In a transition period, airport operators would most likely have to have two systems, one for kerosene and another for hydrogen — an expensive option. On the other hand, hydrogen requires more volume than kerosene and has to be either heavily compressed in special tanks or cooled to below minus 200 degrees. “In the end it will be a question of space,” supposes Grosche, because the tanks will be spherical or cylindrical due to the higher loads.




Hybrid Hydrogen Initiatives

Governments and companies are investing in this potential. ZeroAvia’s 2020 hydrogen-powered flight, known as HyFlyer I, was supported by the UK Government, whose Jet Zero Council promises “a laser focus on UK production facilities for sustainable aviation fuels and the acceleration of the design, manufacture and commercial operation of zero-emission aircraft.”


The UK government, together with private investors and commercial partners are supporting ZeroAvia in the development of an aircraft with a hydrogen-electric (fuel cell) powertrain capable of carrying up to 20 passengers about 350 nautical miles (648km). ZeroAvia’s founder and chief executive Val Miftakhov, says the company expects to offer commercial flights using such a plane as early as 2023, and that by 2026 it will be able to realise flights over a range of 500 nautical miles (926km) in aircraft with up to 80 seats. For 2030, Miftakhov has even bigger plans: “We will have single-aisle jets, 100-seat category,” he says.


There is ambition in mainland Europe too.
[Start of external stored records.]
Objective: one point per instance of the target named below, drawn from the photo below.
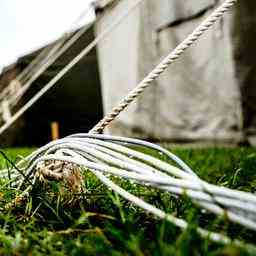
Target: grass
(99, 222)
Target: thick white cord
(159, 69)
(110, 155)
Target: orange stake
(55, 130)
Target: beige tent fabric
(197, 98)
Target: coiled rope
(103, 154)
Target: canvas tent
(202, 96)
(75, 101)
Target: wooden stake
(55, 130)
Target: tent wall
(197, 98)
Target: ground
(99, 222)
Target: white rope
(83, 53)
(158, 70)
(112, 155)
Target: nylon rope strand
(158, 70)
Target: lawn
(99, 222)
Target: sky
(26, 25)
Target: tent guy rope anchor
(68, 158)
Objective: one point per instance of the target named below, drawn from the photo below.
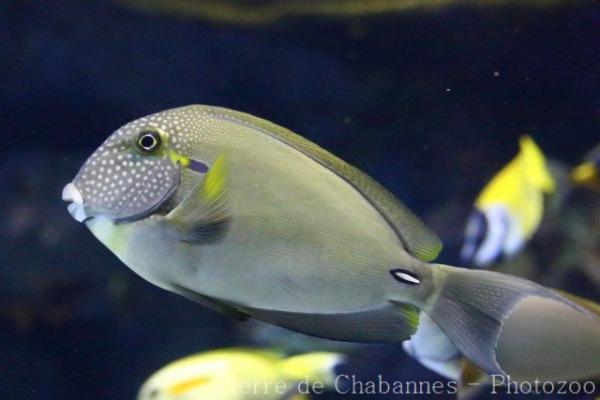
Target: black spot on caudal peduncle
(198, 166)
(405, 276)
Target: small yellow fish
(510, 208)
(588, 173)
(239, 374)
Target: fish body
(240, 374)
(250, 219)
(510, 208)
(432, 348)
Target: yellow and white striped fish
(510, 207)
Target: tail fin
(472, 306)
(314, 367)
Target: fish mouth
(72, 195)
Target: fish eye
(148, 141)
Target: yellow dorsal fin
(535, 166)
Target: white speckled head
(130, 175)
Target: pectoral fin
(203, 215)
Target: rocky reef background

Hydrogen “is one of the most promising technology vectors to allow mobility to continue fulfilling the basic human need for mobility in better harmony with our environment”, says Grazia Vitaldini, chief technology officer at Airbus, the world’s largest aircraft manufacturer. In September 2020, Airbus announced that hydrogen-fuelled propulsion systems would be at the heart of a new generation of zero-emissions commercial aircraft. The project, named ZeroE, is a flagship of the European Union’s multibillion-euro stimulus package, aimed at greening the bloc’s economy.


Airbus has presented three concept planes which it says could be ready for deployment by 2035. The first is a turboprop (propeller) driven aircraft capable of carrying around 100 passengers about 1,000 nautical miles (1,850km). The second, a turbofan (jet), could carry 200 passengers twice as far. Both look similar to already existing planes, but ZeroE’s third concept is a futuristic-looking blended-wing design that is a striking departure from commercial models today. Airbus says this third design could be capable of carrying more passengers over longer distances than the other two, but has not released more detail at this stage. All three designs are envisaged as hydrogen hybrids, which means they would be powered by gas-turbine engines that burn liquid hydrogen as fuel, and also generate electricity via hydrogen fuel cells.